The Syrian Observatory for Human Rights said troops stormed and shelled several towns or villages from early Wednesday, following fierce assaults and clashes the previous day which left at least 80 people dead.
"From the Turkish border in the northeast to Daraa in the south, military operations are ongoing," Rami Abdel Rahman, head of the Britain-based group, told AFP.
"Tanks are still shelling or storming towns and villages before going back to their bases," he added. "That does not mean they are withdrawing."
The assaults were taking place despite President Bashar al-Assad's pledge to implement by April 10 a six-point peace plan brokered by UN-Arab League envoy Kofi Annan.
The Observatory has charged that the army is torching and looting rebel houses across the country in a campaign that could amount to crimes against humanity.
It said that a total of 58 civilians were killed on Tuesday, including 20 who died in military assaults and in fighting between troops and rebels in Taftanaz region of restive northwestern Idlib province.
Another 15 civilians were killed when the army pounded rebel holdouts in the central city of Homs, while the remainder died in other flashpoints across the country, the Observatory said.
It added that 18 soldiers were killed in Homs, Idlib and the southern Daraa province, while four army deserters died in Idlib.
Russia's Foreign Minister Sergei Lavrov predicted the under-equipped rebel force would never be able to defeat Syria's powerful military.
"It is clear as day that even if the Syrian opposition is armed to the teeth, it will not be able to defeat the government's army," the Interfax news agency quoted Lavrov as saying while on a visit to the ex-Soviet nation of Azerbaijan.
"Instead, there will be carnage that lasts many, many years -- mutual destruction."
Lavrov said that two groups of Syrian opposition representatives will be visiting Moscow in the coming days and that Russia will be using the meetings to convince them that it wants to help resolve the year-long crisis.
Annan on Monday told the UN Security Council that Assad had agreed to "immediately" start pulling troops out of protest cities and complete a troop and heavy weapon withdrawal by April 10.
The United States however Tuesday accused the Syrian leader of failing to honour his pledged troop withdrawal.
"The assertion to Kofi Annan was that Assad would start implementing his commitments immediately to withdraw from cities. I want to advise that we have seen no evidence today that he is implementing any of those commitments," US State Department spokeswoman Victoria Nuland told reporters.
With international concern at the situation growing, a draft UN Security Council statement was drawn up asking Syria to respect the April 10 deadline, according to a copy of the text seen by AFP.

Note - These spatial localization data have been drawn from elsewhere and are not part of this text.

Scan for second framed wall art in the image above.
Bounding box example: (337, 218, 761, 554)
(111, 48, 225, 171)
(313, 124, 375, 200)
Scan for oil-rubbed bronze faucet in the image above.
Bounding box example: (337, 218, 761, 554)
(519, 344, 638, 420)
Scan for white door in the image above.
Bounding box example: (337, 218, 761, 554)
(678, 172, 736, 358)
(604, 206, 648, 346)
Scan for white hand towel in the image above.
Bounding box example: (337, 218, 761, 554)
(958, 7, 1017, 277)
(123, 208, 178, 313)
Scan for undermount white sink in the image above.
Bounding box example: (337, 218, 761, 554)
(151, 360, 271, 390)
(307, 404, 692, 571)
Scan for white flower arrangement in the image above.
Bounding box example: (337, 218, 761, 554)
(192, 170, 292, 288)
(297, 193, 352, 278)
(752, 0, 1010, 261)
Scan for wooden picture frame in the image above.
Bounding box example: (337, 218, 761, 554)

The draft also urges the Syrian opposition to cease hostilities within 48 hours after Assad's regime makes good on its pledges.
It also calls on all parties to respect a two-hour daily humanitarian pause, as called for in Annan's plan.
Negotiations on the text -- distributed by Britain, France and the United States -- began on Tuesday. France's UN envoy Gerard Araud said he hoped it would be adopted late Wednesday or on Thursday.
Russia, Assad's veto-wielding ally in the Council, has rejected the idea of a deadline, with Lavrov saying "ultimatums and artificial deadlines rarely help matters."
Seeking to assuage some of the humanitarian concerns, foreign Minister Walid Muallem pledged Syria would do its utmost to ensure the success of a Red Cross mission as he on Tuesday met the organisation's head, Jakob Kellenberger, who was in Damascus to seek a daily ceasefire.
Kellenberger, on his third mission to Damascus since it launched a protest crackdown which the UN says has killed more than 9,000 people, said ahead of his latest trip that he would seek to secure a daily two-hour humanitarian ceasefire.